Einführung der Betriebsdatenerfassung und der Maschinendatenerfassung bei der Firma Oculus Optikgeräte GmbH, Wetzlar
Über dieses Buch
  • Art: Diplomarbeit
  • Autor: Eugen Wittlif
  • Abgabedatum: August 2009
  • Umfang: 87 Seiten
  • Dateigröße: 1,7 MB
  • Note: 1,0
  • Institution / Hochschule: Fachhochschule Gießen-Friedberg Deutschland
  • Bibliografie: ca. 18
  • ISBN (eBook): 978-3-8366-4093-0
  • Sprache: Deutsch
  • Prämierung:
  • Arbeit zitieren: Wittlif, Eugen August 2009: Einführung der Betriebsdatenerfassung und der Maschinendatenerfassung bei der Firma Oculus Optikgeräte GmbH, Wetzlar, Hamburg: Diplomica Verlag
  • Schlagworte: Verbesserung, Produktion, Resource Planning Systems, Datenbank, Maschinen

Diplomarbeit von Eugen Wittlif

Einleitung:

Der steigende Wettbewerbsdruck und die immer höher werdenden Qualitätsansprüche der Kunden an Produkte und Dienstleistungen veranlassen Unternehmen, ihre Produktions- und Einsatzplanung von Personal und Maschinen stetig anzupassen und zu verbessern.
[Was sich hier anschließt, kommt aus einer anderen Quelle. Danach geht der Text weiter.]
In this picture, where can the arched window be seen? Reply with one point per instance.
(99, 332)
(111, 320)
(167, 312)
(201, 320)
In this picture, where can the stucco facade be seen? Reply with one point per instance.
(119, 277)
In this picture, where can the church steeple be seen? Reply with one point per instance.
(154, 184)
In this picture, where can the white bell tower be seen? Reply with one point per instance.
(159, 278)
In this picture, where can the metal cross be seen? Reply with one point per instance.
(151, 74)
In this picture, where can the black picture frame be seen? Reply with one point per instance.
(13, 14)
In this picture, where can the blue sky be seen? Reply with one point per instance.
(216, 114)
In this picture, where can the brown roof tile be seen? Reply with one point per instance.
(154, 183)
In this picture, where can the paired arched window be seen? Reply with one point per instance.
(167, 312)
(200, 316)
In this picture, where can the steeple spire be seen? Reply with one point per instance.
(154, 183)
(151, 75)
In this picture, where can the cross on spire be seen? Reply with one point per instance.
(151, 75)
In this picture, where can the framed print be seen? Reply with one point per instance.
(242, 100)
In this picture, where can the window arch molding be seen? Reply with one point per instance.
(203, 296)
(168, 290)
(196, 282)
Dabei stehen im Wesentlichen die Unternehmensziele Steigerung der Wirtschaftlichkeit, Erhaltung der Konkurrenzfähigkeit und Erhöhung der Produktivität im Vordergrund.
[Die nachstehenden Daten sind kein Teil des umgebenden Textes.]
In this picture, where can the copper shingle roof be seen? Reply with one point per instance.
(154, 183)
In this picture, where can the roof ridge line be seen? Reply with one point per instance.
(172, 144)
Gleichzeitig sollen die Kundenforderungen nach Termintreue, Qualität und wettbewerbsfähigem Preis erfüllt werden. Die Anforderungen der Kunden stehen jedoch nicht unmittelbar mit den Unternehmenszielen im Einklang. So kollidiert zum Beispiel der Kundenwunsch Produktvariation und -vielfalt mit dem Unternehmensziel Produktivitätserhöhung, welches durch lange und ununterbrochene Maschinenlaufzeiten effektiv erreicht werden kann. Um diese unterschiedlichen Ziele miteinander zu vereinen und optimal aufeinander abzustimmen, das heißt, eine effiziente Herstellung von Produkten gemäß den Kundenanforderungen zu erreichen, ist eine sinnvolle Produktionsplanung notwendig. Die Produktionsplanung und die Steuerung von Aufträgen erfordert eine lückenlose Transparenz des Betriebsgeschehens. Diese Transparenz wird durch den Einsatz der Betriebsdatenerfassung (im Folgenden BDE) und der Maschinendatenerfassung (im Folgenden MDE) hergestellt, sodass eine schnelle Reaktion auf veränderte Gegebenheiten und eine effiziente Ressourcenausnutzung gewährleistet wird.

Abbildung 1 zeigt die klassische Fertigungssteuerung in der Produktion unter Einsatz eines Enterprise Resource Planning Systems (im Folgenden ERP) in Form eines Regelkreises. Das ERP-System gibt die Sollgrößen als so genannte ERP-Vorgabe anhand von Mengen, Terminen und zu fertigenden Produkten vor. Diese ERP-Vorgaben sind mittels Stellgrößen in Form von Maßnahmen herzustellen.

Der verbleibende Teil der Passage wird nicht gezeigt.